PSI shares the view of Micahel Sidibé, UNAIDS Executive Director, that "From Bamako to Baltimore, the right to health belongs to all. On this #ZeroDiscrimination Day let us commit to ensuring everyone, everywhere can access health care safely and live life fully with dignity."
The PSI General Secretary, Rosa Pavanelli said:
PSI fully subscribes to the agenda for zero discrimination. Stigma and discrimination are major obstacles to adequate prevention and management of HIV. Health sector unions have thus been at the fore of the crusade against discrimination in all forms within health settings.
The possible success of campaigns for zero discrimination is however curtailed by weak health systems, particularly in poorer countries where fragile health systems have been further weakened by neoliberal policies inspired by the international financial institutions.
A rights-based approach to the zero-discrimination campaign must thus stress the need for strengthening national health systems. This requires adequate funding, accountability and democratic governance which prioritises social dialogue in health settings.
A successful agenda for zero discrimination must involve patients, workers, management, community and the state. Draconian, unilateral action of the state such as the sack of Joseph Tamba and George Poe Williams of the National Health Workers’ Association of Liberia (NAHWAL) for leading a struggle for personal protective equipment (PPEs) to be made available for health workers fighting the Ebola outbreak, is a sordid example of how to sow seeds of discrimination in the treatment of infectious diseases.

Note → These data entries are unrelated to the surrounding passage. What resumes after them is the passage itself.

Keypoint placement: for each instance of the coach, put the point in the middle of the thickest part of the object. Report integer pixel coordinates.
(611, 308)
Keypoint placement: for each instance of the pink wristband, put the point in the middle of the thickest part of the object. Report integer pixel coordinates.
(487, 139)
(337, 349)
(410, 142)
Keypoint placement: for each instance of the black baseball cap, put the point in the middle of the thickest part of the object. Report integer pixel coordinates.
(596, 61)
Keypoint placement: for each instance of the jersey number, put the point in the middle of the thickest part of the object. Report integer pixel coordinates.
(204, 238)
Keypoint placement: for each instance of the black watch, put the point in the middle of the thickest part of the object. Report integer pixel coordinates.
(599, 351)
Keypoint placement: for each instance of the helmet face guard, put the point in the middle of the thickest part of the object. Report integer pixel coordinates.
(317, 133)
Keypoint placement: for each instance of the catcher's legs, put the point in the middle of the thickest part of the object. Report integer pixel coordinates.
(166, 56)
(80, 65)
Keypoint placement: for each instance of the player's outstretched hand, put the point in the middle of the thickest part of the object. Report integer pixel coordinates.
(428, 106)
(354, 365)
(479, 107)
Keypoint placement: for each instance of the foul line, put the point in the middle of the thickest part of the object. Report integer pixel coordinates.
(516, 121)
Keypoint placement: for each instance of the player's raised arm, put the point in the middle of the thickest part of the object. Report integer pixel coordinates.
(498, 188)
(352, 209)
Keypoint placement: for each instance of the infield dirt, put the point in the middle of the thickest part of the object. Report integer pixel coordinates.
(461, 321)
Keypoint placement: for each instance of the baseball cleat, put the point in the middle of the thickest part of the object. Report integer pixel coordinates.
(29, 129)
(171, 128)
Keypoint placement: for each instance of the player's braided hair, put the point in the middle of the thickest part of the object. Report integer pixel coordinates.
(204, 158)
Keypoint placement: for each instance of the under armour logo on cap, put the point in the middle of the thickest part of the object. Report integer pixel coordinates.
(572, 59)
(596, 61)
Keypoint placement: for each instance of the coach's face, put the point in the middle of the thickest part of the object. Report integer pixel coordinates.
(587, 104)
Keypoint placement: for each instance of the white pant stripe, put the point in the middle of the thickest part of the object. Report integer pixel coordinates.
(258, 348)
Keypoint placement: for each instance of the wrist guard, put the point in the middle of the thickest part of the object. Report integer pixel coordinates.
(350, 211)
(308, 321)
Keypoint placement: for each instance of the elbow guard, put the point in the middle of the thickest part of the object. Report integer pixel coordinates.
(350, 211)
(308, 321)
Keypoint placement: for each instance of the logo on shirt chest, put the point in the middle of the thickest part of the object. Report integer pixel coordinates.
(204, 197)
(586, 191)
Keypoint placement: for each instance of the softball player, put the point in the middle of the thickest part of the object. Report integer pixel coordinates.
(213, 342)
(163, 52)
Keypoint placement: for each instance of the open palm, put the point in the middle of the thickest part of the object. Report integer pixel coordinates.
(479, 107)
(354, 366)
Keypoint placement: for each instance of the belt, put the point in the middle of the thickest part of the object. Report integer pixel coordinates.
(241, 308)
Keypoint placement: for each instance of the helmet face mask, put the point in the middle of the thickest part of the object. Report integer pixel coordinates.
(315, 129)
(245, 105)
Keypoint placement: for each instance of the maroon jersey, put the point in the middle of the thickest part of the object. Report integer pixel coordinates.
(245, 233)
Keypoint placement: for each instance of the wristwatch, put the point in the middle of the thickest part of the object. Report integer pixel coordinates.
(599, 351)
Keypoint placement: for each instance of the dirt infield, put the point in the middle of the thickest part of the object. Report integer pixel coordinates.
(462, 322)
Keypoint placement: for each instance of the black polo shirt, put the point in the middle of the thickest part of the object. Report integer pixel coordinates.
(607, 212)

At the heart of zero discrimination is mutual respect. PSI is unequivocal in its commitment to the defence of the dignity of all women and men, irrespective of race, nationality, ethnicity, faith, or sexual orientation. The fight for zero discrimination should include our acting against all forms of homophobia, and rising as one to defend LGBTI rights.
PSI and its affiliates will continue to stand up for zero discrimination in health settings and the society. Our commitment to the right to health for all without discrimination is being pursued with our campaign for A Better Future with Public Health for All. And this encompasses acting to address the social and economic determinants of health such as food and housing, which could entrench structural discrimination, on the pivot of class divide.